Jim is an Associate Editor at Wonkhe

One of the notable aspects of recent days’ events in student accommodation is the rapidity with which the concept of the “household” within a larger student accommodation block has completely collapsed.

Student life normally involves spending lots of time in close proximity to others. This is true in accommodation (both halls and HMO), on campuses (in both classrooms and social learning environments), on public transport, and in cafes, bars and nightclubs.

Once all this is over, we ought to return to how we ended up spending so much time over the summer reducing the capacity of campuses, cafes and clubs but still assumed that almost all student accommodation should be operating at pretty much full capacity (not least because the marmalade has to go somewhere).

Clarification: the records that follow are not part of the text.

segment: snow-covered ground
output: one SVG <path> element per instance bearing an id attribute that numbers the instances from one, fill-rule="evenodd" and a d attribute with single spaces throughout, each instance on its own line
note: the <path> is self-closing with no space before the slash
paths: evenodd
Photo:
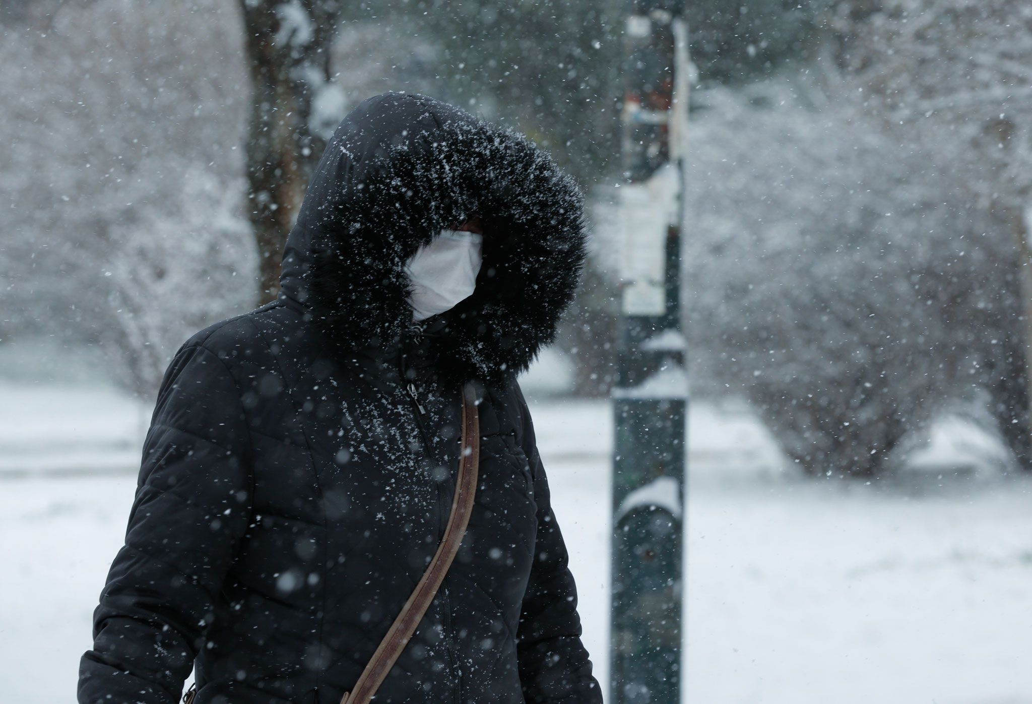
<path id="1" fill-rule="evenodd" d="M 149 409 L 10 380 L 0 398 L 0 702 L 70 702 Z M 606 685 L 610 407 L 531 406 Z M 734 406 L 696 406 L 689 434 L 686 702 L 1032 703 L 1032 481 L 805 481 Z M 926 465 L 959 457 L 952 435 Z"/>

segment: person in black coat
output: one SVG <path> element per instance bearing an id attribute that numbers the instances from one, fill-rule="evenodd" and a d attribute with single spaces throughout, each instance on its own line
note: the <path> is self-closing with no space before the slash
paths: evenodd
<path id="1" fill-rule="evenodd" d="M 420 313 L 411 264 L 455 230 L 483 233 L 473 293 Z M 602 702 L 516 381 L 585 241 L 580 190 L 519 134 L 419 95 L 348 115 L 277 300 L 200 330 L 165 373 L 79 703 L 171 704 L 195 668 L 197 704 L 337 704 L 438 548 L 467 381 L 472 518 L 375 701 Z"/>

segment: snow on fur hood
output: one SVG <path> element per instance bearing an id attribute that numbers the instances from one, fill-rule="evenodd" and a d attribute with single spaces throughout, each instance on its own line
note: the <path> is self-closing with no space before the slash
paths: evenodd
<path id="1" fill-rule="evenodd" d="M 504 382 L 552 342 L 586 249 L 574 180 L 522 135 L 422 95 L 369 98 L 337 127 L 283 253 L 280 297 L 347 354 L 387 347 L 411 323 L 405 262 L 478 215 L 472 296 L 440 314 L 445 380 Z"/>

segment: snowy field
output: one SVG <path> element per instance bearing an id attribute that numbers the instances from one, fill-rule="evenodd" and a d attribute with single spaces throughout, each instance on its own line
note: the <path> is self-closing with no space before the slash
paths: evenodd
<path id="1" fill-rule="evenodd" d="M 0 381 L 4 703 L 74 701 L 132 500 L 150 409 L 76 388 Z M 531 407 L 605 685 L 610 408 Z M 734 407 L 689 434 L 686 702 L 1032 704 L 1032 482 L 814 484 Z M 952 435 L 926 456 L 967 466 Z"/>

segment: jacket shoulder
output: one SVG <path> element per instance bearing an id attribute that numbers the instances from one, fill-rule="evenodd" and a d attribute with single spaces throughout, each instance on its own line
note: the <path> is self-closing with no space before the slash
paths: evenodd
<path id="1" fill-rule="evenodd" d="M 273 301 L 212 323 L 190 335 L 180 350 L 203 347 L 224 361 L 254 358 L 265 350 L 265 344 L 258 331 L 261 320 L 270 315 L 276 308 Z"/>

To cope in student accommodation, the idea was that a small group of rooms would be defined as a “household” and be able to mix, isolate together and so on. The English guidance gives this job of defining and policing mixing between households to providers, and there’s similar guidance in play around the nations:

A household in halls of residence is normally considered to be those students living in the same flat, or on the same floor, who share a kitchen and/or bathroom, rather than an entire block.”

But this has obviously been a huge mess waiting to happen since May, when the compatibility of the concept of a nuclear “household” within student accommodation first came up. Why would a new student get an early test when they might end up causing the lockdown of their new halls flat? Why would they be honest with tracing when they’re threatened with £10k fines? Adherence is at rock bottom amongst the general population, let alone new students.

An inspector calls

But even if you’re happy with your own arrangements, if you get an outbreak you then have to convince public health officials – and what’s clearly gone on in a number of cases already is that they have taken one look at the halls with outbreaks, asked a few people and concluded that the whole “household” thing hasn’t worked – and so the whole building has been locked down.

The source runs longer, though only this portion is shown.